Enhancing Water Resistance of a Mn-Based Catalyst for Low Temperature Selective Catalytic Reduction Reaction by Modifying Super Hydrophobic Layers

OMS-2 catalysts exhibit excellent selective catalytic reduction (SCR) activity at low temperature but weak H2O resistance restricts its industrial application. To remarkably improve the water resistance of Mn-based catalysts is a key technical problem. In this work, the H2O endurance and self-cleaning properties of OMS-2 catalysts are remarkably improved by the facile process, construction of hydrophobic coating.
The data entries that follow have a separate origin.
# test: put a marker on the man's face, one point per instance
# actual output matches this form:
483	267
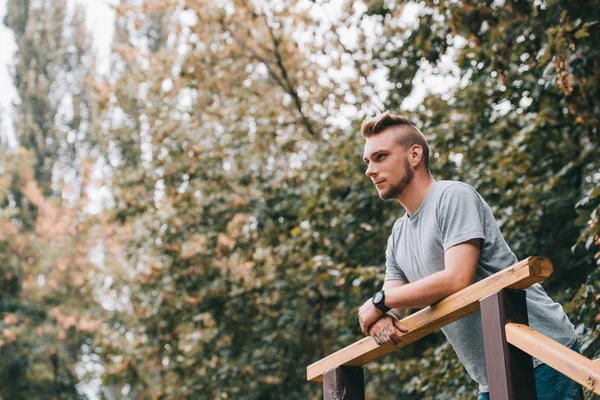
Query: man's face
387	165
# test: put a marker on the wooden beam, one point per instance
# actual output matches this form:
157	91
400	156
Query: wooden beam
509	369
574	365
519	276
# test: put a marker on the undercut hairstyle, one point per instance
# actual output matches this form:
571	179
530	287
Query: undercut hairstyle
408	134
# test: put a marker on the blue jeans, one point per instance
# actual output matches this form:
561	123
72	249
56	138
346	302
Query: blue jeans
551	384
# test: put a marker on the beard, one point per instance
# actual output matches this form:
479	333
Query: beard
397	189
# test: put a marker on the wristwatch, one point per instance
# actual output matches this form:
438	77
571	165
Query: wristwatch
378	300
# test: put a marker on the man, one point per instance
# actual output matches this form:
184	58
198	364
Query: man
446	240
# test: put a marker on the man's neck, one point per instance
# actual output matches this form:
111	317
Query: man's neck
416	192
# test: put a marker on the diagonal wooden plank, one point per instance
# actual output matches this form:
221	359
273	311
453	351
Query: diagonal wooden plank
576	366
519	276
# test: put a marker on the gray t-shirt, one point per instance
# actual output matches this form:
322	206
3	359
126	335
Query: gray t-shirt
452	213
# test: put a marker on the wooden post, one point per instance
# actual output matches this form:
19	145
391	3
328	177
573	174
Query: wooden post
344	383
510	370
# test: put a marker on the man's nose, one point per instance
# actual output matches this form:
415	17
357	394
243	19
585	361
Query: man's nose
370	172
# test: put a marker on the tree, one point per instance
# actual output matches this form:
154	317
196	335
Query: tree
47	307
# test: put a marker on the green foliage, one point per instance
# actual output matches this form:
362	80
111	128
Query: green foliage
242	234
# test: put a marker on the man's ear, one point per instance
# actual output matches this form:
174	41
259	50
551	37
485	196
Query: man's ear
416	155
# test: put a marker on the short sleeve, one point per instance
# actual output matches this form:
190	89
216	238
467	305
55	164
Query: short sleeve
460	215
392	270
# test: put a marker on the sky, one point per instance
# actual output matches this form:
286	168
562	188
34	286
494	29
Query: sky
100	21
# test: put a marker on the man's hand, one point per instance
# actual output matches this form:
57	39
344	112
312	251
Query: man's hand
385	330
367	315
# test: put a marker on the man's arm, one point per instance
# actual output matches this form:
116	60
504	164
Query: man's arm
389	285
460	263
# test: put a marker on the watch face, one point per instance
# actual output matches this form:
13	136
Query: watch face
378	297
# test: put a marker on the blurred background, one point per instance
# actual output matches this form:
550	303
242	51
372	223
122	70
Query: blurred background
183	210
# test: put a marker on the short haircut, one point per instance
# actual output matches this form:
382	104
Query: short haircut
409	134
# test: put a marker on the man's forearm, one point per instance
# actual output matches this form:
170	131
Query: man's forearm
423	292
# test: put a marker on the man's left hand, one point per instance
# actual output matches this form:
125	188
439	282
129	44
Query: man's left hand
367	315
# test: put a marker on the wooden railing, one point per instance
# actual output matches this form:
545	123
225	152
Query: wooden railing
508	341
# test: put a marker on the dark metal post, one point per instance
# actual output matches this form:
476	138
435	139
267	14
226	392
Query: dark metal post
510	370
344	383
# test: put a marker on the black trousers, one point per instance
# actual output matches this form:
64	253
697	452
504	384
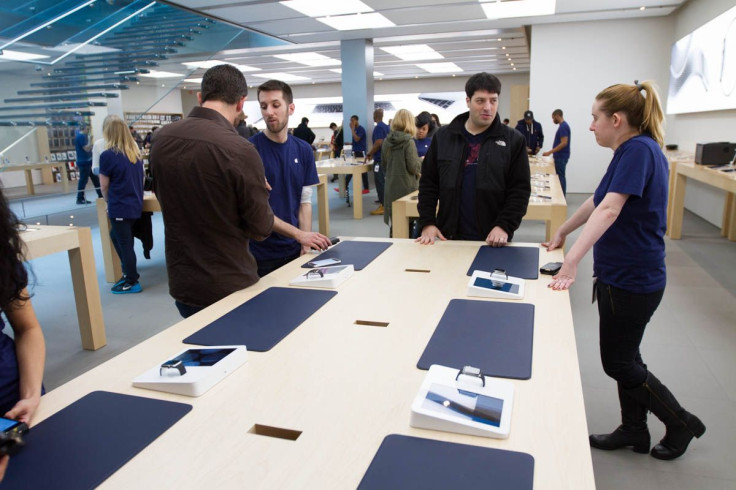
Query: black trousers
623	317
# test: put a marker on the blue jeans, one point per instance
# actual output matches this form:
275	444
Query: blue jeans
85	174
380	178
560	169
186	310
623	317
121	233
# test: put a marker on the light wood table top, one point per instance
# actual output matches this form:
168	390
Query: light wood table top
346	386
46	240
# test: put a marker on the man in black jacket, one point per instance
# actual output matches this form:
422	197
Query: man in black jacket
478	170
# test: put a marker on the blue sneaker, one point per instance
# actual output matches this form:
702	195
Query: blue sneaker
127	288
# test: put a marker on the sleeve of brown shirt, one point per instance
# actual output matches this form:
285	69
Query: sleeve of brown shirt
254	210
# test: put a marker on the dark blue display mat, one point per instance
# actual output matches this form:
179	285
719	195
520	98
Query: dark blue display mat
424	464
83	444
355	252
520	262
494	336
264	320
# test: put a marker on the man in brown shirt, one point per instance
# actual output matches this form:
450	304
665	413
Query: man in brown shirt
212	189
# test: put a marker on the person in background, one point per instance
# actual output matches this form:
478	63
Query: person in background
359	136
532	132
400	160
83	147
625	222
22	357
99	145
121	178
291	172
561	148
477	169
303	132
425	127
379	173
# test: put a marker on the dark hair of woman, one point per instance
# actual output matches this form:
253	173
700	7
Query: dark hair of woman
13	275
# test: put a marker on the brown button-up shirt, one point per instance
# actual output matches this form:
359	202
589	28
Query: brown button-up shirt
211	186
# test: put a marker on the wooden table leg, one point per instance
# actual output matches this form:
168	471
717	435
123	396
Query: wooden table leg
358	195
674	230
87	292
113	267
323	210
399	220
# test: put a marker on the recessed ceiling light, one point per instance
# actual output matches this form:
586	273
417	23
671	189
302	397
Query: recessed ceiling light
309	59
161	74
284	77
7	54
413	52
339	70
519	8
440	67
193	65
321	8
372	20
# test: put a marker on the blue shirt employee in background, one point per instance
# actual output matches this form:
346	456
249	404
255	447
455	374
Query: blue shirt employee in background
290	172
560	148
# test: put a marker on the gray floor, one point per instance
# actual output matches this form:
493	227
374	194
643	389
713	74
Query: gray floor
689	344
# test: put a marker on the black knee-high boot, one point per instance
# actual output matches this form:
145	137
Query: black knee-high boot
681	425
633	430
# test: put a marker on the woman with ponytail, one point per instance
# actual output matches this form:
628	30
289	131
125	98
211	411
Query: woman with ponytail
121	179
22	359
625	222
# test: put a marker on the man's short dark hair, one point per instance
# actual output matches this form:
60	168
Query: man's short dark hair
482	81
224	83
277	85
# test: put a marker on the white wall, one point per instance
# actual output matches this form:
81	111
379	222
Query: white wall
572	62
688	129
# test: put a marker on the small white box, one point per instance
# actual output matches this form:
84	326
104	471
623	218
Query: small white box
324	277
463	404
495	285
205	367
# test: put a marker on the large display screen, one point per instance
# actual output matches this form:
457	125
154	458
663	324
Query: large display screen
703	68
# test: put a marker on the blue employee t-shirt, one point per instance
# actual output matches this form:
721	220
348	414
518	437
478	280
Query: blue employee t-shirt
125	194
379	132
563	130
423	145
80	141
359	145
468	223
630	254
289	167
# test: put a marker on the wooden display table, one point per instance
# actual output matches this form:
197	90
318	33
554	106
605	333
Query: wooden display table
680	172
552	211
344	386
338	166
46	240
113	267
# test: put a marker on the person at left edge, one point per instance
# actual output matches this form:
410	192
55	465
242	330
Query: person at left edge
121	178
83	147
290	171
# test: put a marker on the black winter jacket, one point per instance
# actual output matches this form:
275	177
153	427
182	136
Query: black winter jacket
502	179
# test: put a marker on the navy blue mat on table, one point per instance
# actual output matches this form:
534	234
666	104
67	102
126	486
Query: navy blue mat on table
355	252
83	444
414	463
520	262
264	320
494	336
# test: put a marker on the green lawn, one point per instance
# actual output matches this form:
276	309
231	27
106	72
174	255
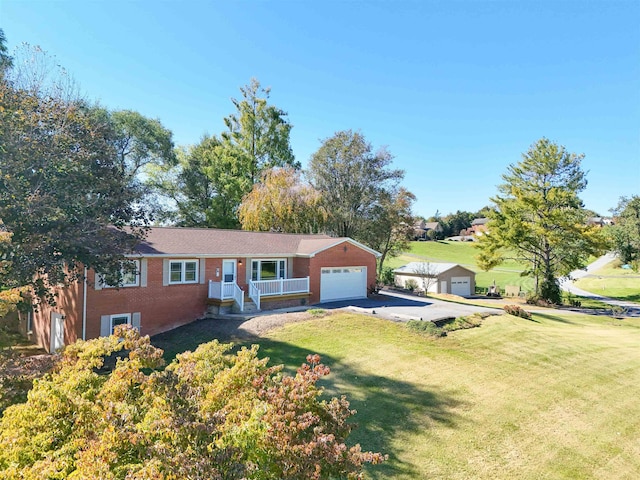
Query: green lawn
553	398
464	253
613	281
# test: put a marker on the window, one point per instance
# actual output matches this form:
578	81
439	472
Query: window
129	277
183	271
268	269
120	319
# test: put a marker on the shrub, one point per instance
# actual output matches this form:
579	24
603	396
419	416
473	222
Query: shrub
517	311
426	327
208	414
387	276
411	285
462	323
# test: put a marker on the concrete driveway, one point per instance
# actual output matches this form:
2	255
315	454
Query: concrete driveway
401	308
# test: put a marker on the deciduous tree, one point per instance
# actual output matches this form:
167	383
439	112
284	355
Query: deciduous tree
626	231
539	218
390	228
212	178
259	131
140	141
208	415
352	178
62	196
282	203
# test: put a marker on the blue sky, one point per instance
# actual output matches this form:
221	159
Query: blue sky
457	90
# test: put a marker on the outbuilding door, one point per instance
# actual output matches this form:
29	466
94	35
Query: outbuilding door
57	332
341	283
461	286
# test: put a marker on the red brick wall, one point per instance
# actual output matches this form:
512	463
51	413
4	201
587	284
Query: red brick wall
161	307
165	307
343	255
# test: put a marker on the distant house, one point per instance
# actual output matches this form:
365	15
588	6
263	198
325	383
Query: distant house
181	273
477	228
438	277
421	229
599	221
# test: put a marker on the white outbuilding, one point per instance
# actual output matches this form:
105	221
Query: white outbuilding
437	277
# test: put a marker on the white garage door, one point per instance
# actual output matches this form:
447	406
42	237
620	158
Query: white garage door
343	283
461	286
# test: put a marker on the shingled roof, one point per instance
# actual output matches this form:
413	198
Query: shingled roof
179	241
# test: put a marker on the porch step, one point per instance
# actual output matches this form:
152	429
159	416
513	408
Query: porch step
249	307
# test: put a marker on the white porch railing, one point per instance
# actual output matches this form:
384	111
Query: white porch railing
254	294
258	289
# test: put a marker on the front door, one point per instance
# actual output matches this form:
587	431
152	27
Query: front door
57	331
229	271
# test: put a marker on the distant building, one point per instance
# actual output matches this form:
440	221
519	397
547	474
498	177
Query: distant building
422	228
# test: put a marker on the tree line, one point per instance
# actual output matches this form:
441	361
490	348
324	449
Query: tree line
81	183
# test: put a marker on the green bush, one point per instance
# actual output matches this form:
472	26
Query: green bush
442	327
411	285
517	311
386	276
209	414
462	323
426	327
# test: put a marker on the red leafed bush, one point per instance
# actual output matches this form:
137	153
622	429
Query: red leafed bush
209	414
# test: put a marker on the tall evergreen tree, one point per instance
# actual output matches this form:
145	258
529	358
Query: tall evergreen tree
539	218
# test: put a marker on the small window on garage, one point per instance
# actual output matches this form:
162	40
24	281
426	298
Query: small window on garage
120	319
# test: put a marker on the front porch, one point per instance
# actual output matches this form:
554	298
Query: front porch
259	291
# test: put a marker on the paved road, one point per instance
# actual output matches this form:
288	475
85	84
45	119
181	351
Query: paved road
633	309
401	308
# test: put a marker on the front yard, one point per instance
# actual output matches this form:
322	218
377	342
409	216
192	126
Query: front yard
554	397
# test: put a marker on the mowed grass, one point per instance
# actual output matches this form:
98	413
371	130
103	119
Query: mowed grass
613	281
464	253
552	398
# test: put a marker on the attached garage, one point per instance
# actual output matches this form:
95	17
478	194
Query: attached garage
437	277
342	283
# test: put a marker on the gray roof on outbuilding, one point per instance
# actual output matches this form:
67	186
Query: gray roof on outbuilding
431	268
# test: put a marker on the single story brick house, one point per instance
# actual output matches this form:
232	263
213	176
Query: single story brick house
438	277
184	272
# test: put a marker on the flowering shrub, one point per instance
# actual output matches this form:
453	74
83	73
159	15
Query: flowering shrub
207	415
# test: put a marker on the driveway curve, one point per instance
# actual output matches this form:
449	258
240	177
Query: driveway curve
401	307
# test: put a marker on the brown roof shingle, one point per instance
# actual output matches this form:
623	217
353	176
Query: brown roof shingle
210	241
The performance of the hydrophobic layer on the bulk OMS-2 catalyst surface could be effectively controlled by adjusting the polydimethylsiloxane (PDMS) vapor deposition temperature. It is discovered that the 200 degrees C catalyst obtained super hydrophobic properties and formed with a contact angle of 160.3 degrees, which not only exhibited satisfactory NH3-SCR activity at low temperatures (140-300 degrees C) but also dramatically improved H2O endurance and self-cleaning performance. Moreover, the mechanism of improving H2O resistance and stability of the 200 degrees C catalyst was investigated in detail through a series of characterizations. Although the SCR activity of the 200 degrees C catalyst decreased slightly because of the combination of some active species (O-alpha and Mn3+) with PDMS, the H2O passivation of the active species was eliminated. The advantage of self-cleaning was confirmed by the analysis of surface species and simulation experiments, which could avoid the accumulation of intermediates on the surface and promote the stability of the OMS-2 catalyst for NH3-SCR at low temperature. This method of constructing special coating might be a huge step to remarkably improve the H2O endurance properties of the catalyst and provided a new concept for future industrial application.